I curtsied and exited. Because why not? Why not be awkward and make a strange situation even stranger? As my feet pounded across the quad toward the library, my brain raced even faster.
I didn’t know how the story ended, but I knew what happened right after Lizzy’s visit to Darcy’s house. If Fielding was in fact Darcy and my life was a parallel to Pride and Prejudice, there was a more immediate danger than whatever was making my heart thump crazily at the thought of Fielding.
Because it was suddenly painfully obvious: Monroe wasn’t Romeo. He never had been. He was Wickham. And what happened next in the book was that Wickham, Lizzy’s ex-suitor, turned out to be a scoundrel—a truth that Darcy had revealed in his letter. A secret that Lizzy had kept secret. And because of that secrecy, Wickham was able to run away with her youngest sister. How many times had I compared mine to Lydia?
“Rory!” I burst through the heavy double doors of the library and bellowed her name across the oak shelves, marble floors, and stained-glass windows. My shout hung in the silence like dust motes and old-book smell, and I should have cringed under the ensuing scrutiny, but instead I was busy searching for my baby sister.
I exhaled when I spotted her at a side table. She was trying to duck behind a book. Her hands cupped across her forehead as she covered her eyes in a pose Lilly and I called “the ostrich.”

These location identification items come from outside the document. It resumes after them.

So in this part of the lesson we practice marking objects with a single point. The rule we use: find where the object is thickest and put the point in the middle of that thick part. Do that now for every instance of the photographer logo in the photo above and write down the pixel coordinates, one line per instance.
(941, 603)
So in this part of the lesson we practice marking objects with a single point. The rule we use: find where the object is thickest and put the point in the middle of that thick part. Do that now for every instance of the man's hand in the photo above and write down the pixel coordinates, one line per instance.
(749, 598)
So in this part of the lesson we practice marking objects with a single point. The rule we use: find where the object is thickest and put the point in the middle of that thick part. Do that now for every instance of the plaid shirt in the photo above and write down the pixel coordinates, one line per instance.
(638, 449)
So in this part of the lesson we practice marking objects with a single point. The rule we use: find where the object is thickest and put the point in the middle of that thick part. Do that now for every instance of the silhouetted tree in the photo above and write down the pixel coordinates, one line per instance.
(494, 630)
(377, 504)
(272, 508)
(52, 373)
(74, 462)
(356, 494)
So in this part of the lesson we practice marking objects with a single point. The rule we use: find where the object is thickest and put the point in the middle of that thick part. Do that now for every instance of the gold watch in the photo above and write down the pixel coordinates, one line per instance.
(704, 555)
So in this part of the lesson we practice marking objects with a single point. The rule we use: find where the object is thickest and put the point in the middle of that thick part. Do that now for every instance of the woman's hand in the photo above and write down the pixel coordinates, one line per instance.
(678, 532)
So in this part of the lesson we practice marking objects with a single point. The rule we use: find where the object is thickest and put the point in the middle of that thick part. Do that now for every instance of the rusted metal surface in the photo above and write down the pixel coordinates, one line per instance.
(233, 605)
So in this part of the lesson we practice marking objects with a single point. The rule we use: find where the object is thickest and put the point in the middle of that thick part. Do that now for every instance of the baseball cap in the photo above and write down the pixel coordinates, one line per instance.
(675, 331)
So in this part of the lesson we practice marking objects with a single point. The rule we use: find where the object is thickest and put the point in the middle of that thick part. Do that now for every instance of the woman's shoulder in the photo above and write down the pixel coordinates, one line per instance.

“Oh, thank goodness.” I modulated my voice to a much more reasonable volume as I approached her table. “I’m so glad you’re here.”
“What?” she demanded, sinking still lower in her seat. “What do you want?”
“Um.” My skin began to prickle with the eyes of so many eavesdroppers. “To see you?”
She rolled her eyes and slammed her books and notebooks into an angry, lopsided stack. “Is Dad here?”
I glanced at the clock. “Not for another five minutes.”
“I was studying,” she seethed. “And you just—you humiliated me. Why do you have to make everything into such a spectacle?” As she crammed her books into her bag, a yellow paper fell out. I only had time to read “Academic Warning” before she scooped it up and shoved it back in her front zipper pocket. She leapt up and stormed past me out the door.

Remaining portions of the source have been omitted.